Policy Recommendations

Given the scope of the economic and socio-physical paradigm of active aging, better cohorts of older people can avert the challenges and lower the economic impacts through healthy aging. Similarly, there is a higher risk of age-related disability, but there is a scope for active and independent aging with better policies and programs. Thus, the aim of the policy-making should be to extend the benefits of the increase in life expectancy. Moreover, the priority should also be on building such initiatives that can minimize the challenges of productivity and social security of aging.

The aging process is modifiable, and older adults can live longer with good health (Christensen et al., 2009). Behavioral changes and timely policy interventions can mitigate the economic challenges of aging (Angeloni and Borgonovi, 2016). Therefore, the focus should be on age–setting priorities that can minimize the aging challenges through independence and increasing autonomy. While there is already a focus on health and social security, policies must prioritize economic settings that can minimize the aging burden in India.

With the increasing share of the aging population in India, health challenges may be less severe than the challenges of social security and economic well-being. Policies must prioritize such pushes only, which can lower the aging burden in the Indian context. Policy-making for the elderly in India is pivotal since a large chunk of the population is falling into older age groups, given the large increase in population aging. Therefore, the intervention for aging populations are required to be widened to focus not only on health and social security but also on the economic challenges of labor market composition and sustainable economic outcomes.

While the broad focus of active aging is on health outcomes, initiatives must be taken to study the economic and social dimensions. Hardly economic dimensions are covered through the active aging research, which is a serious concern, given the different natures of aging market in poorer countries. Hence, fostering the challenges of the economic dimension needs special attention to aging measures.

To sum up, it is essential to identify the potential of the older population not only in social aspects but also in economic aspects of how the elderly can sustain to maintain the long-term growth of populations. Since the idea was to identify the challenges of aging in India, policy aims must be set for vulnerable groups to identify the problems in active aging in India.

Limitations

A separate analysis by gender can provide a more thorough approach toward the socioeconomic dimension of aging in India.

More thorough measures of poverty can provide a significant approach as well as thorough analysis of aging dimensions, which can be addressed in future studies.

Since the survey does not include a broad dimension of economic aspects, economic dimensions may not be that reliable.
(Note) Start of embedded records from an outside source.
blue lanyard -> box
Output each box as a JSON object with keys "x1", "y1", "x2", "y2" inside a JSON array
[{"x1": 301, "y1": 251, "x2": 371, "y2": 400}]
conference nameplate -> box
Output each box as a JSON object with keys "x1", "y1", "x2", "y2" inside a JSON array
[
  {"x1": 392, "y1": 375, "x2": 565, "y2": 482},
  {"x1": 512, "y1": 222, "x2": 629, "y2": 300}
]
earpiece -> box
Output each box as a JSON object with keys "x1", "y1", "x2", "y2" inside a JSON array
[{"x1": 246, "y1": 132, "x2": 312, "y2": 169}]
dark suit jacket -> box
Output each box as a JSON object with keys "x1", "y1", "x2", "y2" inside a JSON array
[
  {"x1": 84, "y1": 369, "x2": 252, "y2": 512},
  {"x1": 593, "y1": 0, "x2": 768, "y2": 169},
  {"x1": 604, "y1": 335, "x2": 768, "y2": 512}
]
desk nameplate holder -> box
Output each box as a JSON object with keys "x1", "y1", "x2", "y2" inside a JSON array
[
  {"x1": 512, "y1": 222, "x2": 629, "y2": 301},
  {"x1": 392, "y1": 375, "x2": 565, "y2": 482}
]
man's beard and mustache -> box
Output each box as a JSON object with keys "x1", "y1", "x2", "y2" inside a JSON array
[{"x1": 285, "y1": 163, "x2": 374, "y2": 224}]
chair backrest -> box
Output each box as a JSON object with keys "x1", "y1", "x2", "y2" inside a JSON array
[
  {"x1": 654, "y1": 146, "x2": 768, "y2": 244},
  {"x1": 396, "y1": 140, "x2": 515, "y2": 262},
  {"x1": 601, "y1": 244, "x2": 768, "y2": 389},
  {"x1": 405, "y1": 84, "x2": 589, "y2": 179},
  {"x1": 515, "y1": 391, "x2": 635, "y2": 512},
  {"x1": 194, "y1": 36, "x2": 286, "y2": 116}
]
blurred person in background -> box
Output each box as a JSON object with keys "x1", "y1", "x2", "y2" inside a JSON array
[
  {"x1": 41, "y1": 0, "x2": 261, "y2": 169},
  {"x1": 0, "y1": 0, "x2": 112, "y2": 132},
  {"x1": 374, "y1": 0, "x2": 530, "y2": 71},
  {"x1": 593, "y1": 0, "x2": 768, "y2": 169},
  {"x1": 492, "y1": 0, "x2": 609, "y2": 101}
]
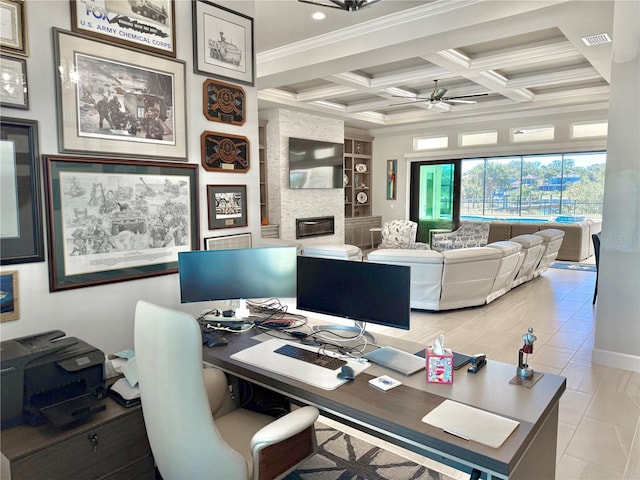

A better methodology can be significant as adopted by the recent studies involving multiple approaches.

Conclusion

The present study examined the socio-economic and health challenges of healthy aging in India, given that socio-economic and health challenges are more concerned and can be addressed through policy settings. With the aging population likely achieving a significant pace in India, averting the economic impact should be critical for policy-makers to address in the healthy aging context. Therefore, investments in health and labor market incentives should be a priority in the early stages to achieve the optimal level of healthy aging outcomes in India. Moreover, investment-generating resources are required to address the challenges of healthy aging to overcome the future economic adversities in India.